After his sensitive and powerful rendition of the Schumann piano concerto with the SSO last week I was looking forward to a sparkling solo recital form Nelson Freire last night – but I didn’t get it.
Freire has been, and probably still is, in the top drawer of international pianists – certainly by reputation, anyway. And, if you like the piano to sound as though somebody has sprayed foam inside it, this was the recital for you. Although 72 year old Freire still possesses a formidable technique and is a master of phrasing, he keeps the sound bottled up for most of the time. Many of my audience colleagues to whom I spoke didn’t agree with me and I’ll take that one on the chin. I was looking for excitement rather than gentle contemplation and maybe they weren’t.
On the indisputable plus side was the choice of program. It covered Bach piano transcriptions, a Beethoven sonata, a Debussy suite and a Chopin sonata. In other words, something for everybody, thank you Nelson.
We began with Siloti’s take on Bach’s Organ Prelude, BWV 535 – a great recital opener because it allows a warmup with unhurried, predictable chords before suddenly exploding into two handed runs and forte wallops. Another prolific Bach transcriber, Busoni, provided piano versions of two choral preludes, BWV 639 and 667. They seemed to want more vivid treatment from Freire even though the wheels wobbled fearsomely towards the end of 667.

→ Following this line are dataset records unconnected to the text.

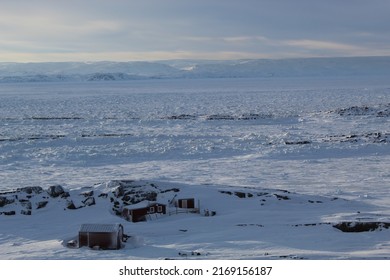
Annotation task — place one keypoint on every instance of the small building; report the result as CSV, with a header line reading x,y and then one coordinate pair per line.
x,y
102,236
188,203
139,212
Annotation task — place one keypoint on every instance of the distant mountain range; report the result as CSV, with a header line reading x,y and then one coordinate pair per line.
x,y
172,69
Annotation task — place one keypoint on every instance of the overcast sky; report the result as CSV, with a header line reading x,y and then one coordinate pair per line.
x,y
125,30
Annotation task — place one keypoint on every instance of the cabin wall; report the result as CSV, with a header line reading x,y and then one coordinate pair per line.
x,y
104,240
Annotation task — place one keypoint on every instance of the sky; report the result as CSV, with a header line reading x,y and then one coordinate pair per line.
x,y
149,30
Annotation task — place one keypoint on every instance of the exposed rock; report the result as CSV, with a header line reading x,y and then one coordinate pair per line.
x,y
89,201
30,190
4,201
25,212
240,194
71,205
87,194
361,226
8,213
55,191
42,204
281,197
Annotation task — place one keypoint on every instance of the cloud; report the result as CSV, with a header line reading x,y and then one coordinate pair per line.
x,y
184,28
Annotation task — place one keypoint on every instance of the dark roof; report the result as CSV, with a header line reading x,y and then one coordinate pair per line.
x,y
99,227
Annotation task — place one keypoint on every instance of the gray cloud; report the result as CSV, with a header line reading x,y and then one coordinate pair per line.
x,y
122,30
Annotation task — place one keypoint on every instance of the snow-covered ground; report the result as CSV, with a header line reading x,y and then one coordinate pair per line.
x,y
308,154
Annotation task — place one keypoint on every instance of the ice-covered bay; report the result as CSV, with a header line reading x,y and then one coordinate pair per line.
x,y
282,132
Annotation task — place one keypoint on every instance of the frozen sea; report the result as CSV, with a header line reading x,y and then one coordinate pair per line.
x,y
315,136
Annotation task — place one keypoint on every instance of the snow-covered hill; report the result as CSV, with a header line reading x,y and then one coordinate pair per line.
x,y
258,68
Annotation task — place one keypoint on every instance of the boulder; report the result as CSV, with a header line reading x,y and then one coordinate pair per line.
x,y
89,201
42,204
55,191
361,226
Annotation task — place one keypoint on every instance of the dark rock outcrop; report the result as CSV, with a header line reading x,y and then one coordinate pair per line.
x,y
55,191
361,226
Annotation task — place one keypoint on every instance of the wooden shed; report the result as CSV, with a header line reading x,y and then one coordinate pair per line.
x,y
188,203
102,236
140,211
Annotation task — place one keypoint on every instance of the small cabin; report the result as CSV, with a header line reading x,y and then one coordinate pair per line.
x,y
102,236
188,203
141,211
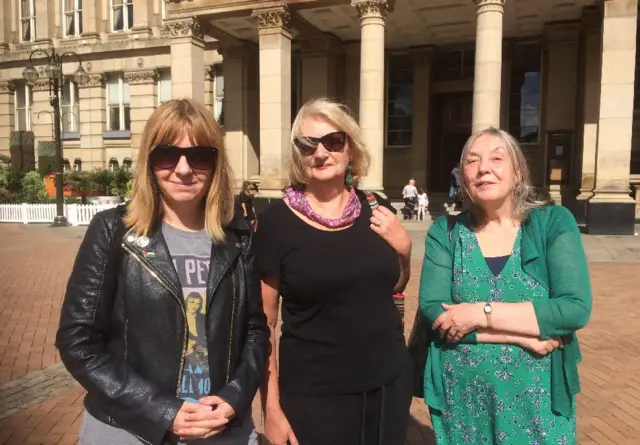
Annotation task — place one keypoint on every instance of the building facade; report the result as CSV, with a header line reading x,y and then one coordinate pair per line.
x,y
420,76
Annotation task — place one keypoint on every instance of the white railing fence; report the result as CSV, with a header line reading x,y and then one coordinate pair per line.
x,y
77,214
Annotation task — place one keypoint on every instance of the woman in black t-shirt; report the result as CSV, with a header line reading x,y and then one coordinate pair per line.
x,y
336,258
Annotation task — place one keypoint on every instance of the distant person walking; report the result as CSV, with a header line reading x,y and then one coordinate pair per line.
x,y
423,202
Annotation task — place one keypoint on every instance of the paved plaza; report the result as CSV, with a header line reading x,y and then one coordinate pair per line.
x,y
41,404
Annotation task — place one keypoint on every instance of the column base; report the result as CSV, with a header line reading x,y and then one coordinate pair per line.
x,y
610,218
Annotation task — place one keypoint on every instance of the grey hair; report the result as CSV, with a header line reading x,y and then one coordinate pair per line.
x,y
524,196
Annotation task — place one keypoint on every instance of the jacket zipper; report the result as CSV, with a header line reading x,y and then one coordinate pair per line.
x,y
233,312
184,314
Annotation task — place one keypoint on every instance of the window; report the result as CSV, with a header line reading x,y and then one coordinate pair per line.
x,y
118,102
524,98
121,15
23,101
400,101
27,20
69,107
454,65
218,92
164,87
72,17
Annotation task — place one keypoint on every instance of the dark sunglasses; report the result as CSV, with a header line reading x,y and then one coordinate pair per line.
x,y
333,142
167,157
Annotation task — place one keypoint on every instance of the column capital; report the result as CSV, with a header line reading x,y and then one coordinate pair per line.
x,y
191,27
95,80
373,8
209,73
142,77
7,87
489,6
272,20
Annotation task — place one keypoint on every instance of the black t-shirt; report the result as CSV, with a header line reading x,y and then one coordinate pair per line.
x,y
245,199
341,331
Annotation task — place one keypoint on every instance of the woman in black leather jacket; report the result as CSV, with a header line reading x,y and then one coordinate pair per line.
x,y
162,321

Myra Hess’s crowd-pleaser arrangement of Bach’s Jesu, Joy of Man’s Desiring rounded out the transcriptions. Freire’s reverential quiet was well placed here.
Beethoven’s Sonata No. 31 in A flat, Op 110 got the Chopinesque nocturnal treatment from Freire when I was itching for a bit of blood and thunder. The only passages that approached forte were near the end of the final movement.

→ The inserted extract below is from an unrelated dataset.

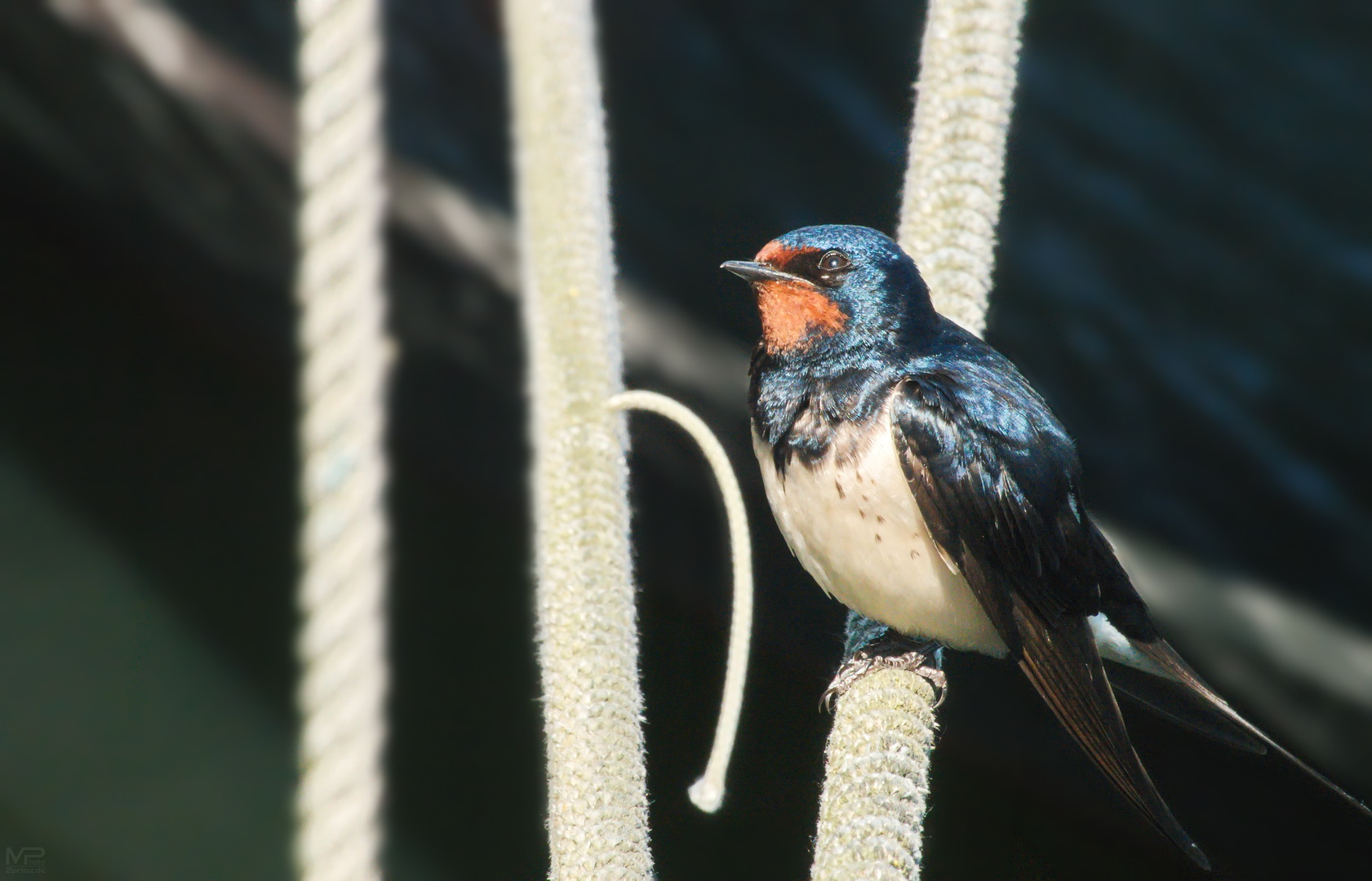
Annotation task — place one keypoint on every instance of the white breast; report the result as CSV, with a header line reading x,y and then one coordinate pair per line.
x,y
856,529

This gentler take on Beethoven may have made for pleasant enough listening, but didn’t demand my attention.
If Freire’s Beethoven was contemplative, it was no surprise that Debussy’s Children’s Corner Suite danced about on spongy grass. These pieces were composed for Debussy’s daughter, ‘Chouchou’, and are utterly charming. Freire played them in that context, but his interpretation would have had a bigger impact if they had been preceded by lustier playing.
The jewel in the crown was undoubtedly the Chopin Sonata No. 3 in B minor, Op.58. Chopin had reverted to the four movement sonata form at this stage in his composing career, but he broke new ground within that framework. This is Chopin at his most dramatic and also his most lyrical. Although you couldn’t accuse Freire of hitting wrong notes or not being able to attack a passage like an express train, his right and left hand often seemed to be in disagreement as to where they were in the score. Having said that, I loved his third movement, largo. When the melody shifted to the left hand, supported by a repetitive major sixth figure in the right, it became a heart melter – perfectly suiting his performance style. In the final presto non tanto movement Freire let the lion out of its cage with a brilliant technical and interpretive display and I wish he’d opened the door earlier in the recital.

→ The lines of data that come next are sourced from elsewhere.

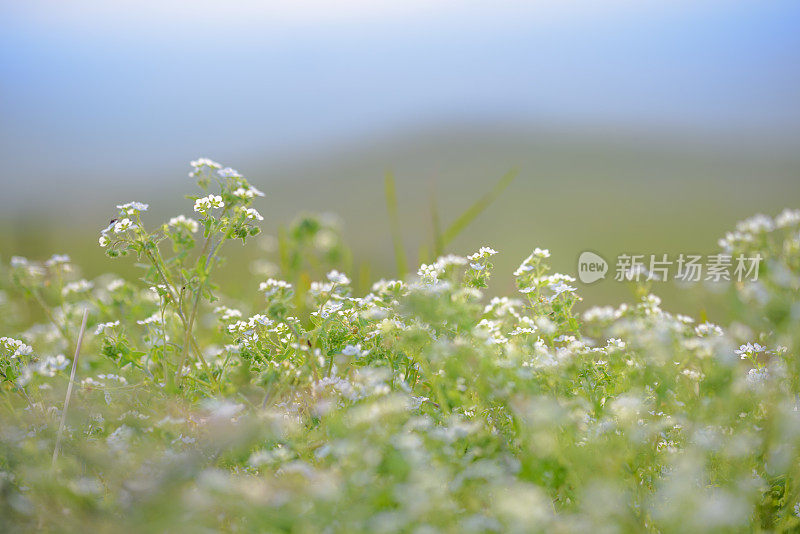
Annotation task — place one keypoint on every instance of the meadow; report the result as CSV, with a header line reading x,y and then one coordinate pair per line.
x,y
321,400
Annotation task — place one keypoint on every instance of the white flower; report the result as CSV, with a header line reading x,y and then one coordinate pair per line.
x,y
750,349
57,259
226,314
272,286
483,253
251,213
355,350
560,287
541,253
707,329
132,208
338,278
80,286
181,221
124,225
227,172
15,347
102,327
206,204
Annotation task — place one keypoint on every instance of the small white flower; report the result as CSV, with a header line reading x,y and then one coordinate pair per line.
x,y
355,350
15,347
181,221
101,328
252,214
124,225
80,286
272,286
338,278
541,253
57,259
483,253
227,172
206,204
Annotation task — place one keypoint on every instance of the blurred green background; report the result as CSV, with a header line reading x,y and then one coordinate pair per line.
x,y
634,128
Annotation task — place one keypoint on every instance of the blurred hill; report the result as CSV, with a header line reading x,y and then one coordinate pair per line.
x,y
575,191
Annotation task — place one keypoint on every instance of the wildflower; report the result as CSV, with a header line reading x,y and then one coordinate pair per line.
x,y
338,278
124,225
80,286
355,350
749,349
184,222
227,172
15,347
101,328
273,286
252,214
560,287
226,314
132,208
707,329
483,253
57,259
206,204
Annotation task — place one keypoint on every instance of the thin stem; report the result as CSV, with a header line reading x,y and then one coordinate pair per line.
x,y
69,386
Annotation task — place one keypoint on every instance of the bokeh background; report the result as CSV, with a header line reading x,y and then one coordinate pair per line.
x,y
638,127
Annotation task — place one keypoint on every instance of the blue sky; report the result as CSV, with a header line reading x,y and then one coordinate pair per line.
x,y
92,87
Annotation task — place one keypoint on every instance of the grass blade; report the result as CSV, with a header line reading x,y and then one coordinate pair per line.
x,y
391,208
69,386
473,211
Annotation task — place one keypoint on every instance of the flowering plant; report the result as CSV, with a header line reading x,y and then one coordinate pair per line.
x,y
421,405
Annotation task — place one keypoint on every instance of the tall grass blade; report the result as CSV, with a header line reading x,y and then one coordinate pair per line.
x,y
391,208
69,386
476,209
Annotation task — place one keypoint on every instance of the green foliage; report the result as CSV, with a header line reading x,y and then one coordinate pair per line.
x,y
419,406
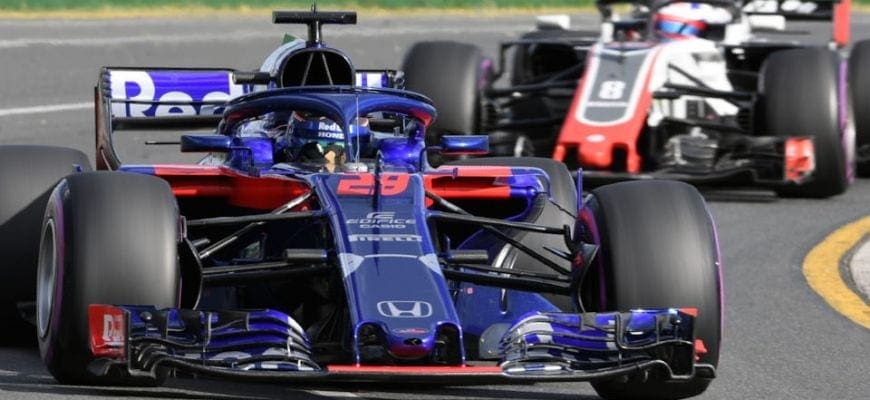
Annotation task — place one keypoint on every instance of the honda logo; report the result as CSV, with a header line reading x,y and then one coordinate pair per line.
x,y
405,309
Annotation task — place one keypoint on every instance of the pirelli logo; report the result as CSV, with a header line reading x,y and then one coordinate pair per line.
x,y
385,238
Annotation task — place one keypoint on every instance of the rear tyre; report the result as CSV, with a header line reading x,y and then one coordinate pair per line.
x,y
800,97
27,175
107,238
659,248
859,87
452,75
558,210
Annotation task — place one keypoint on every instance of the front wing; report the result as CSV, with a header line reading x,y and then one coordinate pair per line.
x,y
267,345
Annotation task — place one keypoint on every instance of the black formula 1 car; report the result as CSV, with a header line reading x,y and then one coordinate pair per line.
x,y
674,90
315,243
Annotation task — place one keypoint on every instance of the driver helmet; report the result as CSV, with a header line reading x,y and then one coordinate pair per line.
x,y
687,20
315,139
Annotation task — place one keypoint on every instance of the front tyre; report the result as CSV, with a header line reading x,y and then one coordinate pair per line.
x,y
660,250
107,238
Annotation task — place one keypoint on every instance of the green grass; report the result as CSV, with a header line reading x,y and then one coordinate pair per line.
x,y
54,5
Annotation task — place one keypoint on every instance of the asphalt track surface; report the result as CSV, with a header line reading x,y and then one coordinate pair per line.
x,y
782,341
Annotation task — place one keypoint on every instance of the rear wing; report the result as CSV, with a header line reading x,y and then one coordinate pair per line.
x,y
835,11
167,98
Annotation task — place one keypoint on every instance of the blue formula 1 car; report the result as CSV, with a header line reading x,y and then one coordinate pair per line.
x,y
316,243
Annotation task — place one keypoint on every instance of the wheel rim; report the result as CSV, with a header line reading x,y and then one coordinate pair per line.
x,y
46,278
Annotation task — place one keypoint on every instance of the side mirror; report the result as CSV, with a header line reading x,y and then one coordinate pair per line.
x,y
464,145
205,143
767,23
553,22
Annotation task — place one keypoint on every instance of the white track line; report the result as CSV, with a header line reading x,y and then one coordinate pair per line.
x,y
45,109
243,35
332,394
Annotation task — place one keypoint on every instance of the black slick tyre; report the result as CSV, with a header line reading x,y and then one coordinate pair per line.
x,y
449,73
659,248
27,176
800,97
107,238
558,210
859,91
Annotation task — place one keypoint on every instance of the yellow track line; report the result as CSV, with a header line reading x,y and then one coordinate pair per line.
x,y
822,270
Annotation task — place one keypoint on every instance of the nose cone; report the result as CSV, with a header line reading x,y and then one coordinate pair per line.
x,y
410,342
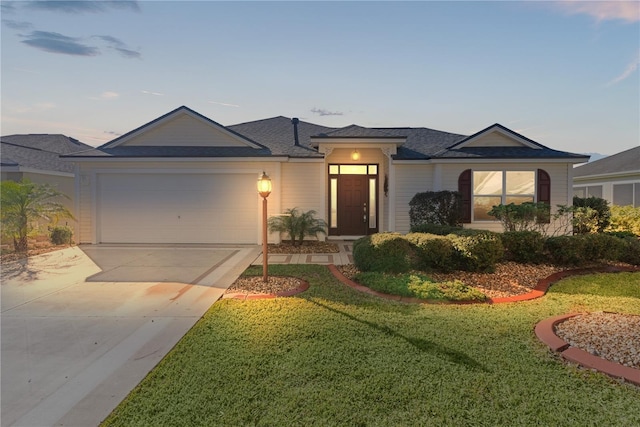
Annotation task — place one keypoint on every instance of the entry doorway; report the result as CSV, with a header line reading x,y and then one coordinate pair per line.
x,y
353,200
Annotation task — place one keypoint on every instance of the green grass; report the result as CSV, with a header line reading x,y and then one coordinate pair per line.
x,y
332,356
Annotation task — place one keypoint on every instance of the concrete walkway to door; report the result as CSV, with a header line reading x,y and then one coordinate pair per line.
x,y
345,256
81,327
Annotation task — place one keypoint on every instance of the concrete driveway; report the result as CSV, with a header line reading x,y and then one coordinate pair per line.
x,y
82,326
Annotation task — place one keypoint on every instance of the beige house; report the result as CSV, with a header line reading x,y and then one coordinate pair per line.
x,y
183,178
614,178
36,157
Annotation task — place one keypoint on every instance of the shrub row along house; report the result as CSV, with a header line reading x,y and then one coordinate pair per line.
x,y
183,178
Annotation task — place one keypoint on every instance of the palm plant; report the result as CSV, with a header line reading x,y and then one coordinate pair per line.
x,y
297,225
23,203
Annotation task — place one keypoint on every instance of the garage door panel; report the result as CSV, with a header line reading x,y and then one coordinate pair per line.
x,y
177,208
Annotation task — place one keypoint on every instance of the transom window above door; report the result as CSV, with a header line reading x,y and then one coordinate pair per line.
x,y
353,169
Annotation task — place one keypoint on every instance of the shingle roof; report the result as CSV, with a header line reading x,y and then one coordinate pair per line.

Apart from his playing, Nelson Freire extracts great affection from his audience. Modesty comes across in the way he walks, sits unmoving at that keyboard (like Arthur Rubenstein and Vladimir Horowitz used to) and shyly bows to applause. On this occasion he was generous with encores which included a deliciously played Chopin Mazurka and Grieg’s “Wedding day at Troldhaugen” – more of a shotgun wedding actually, judging by its furious speed.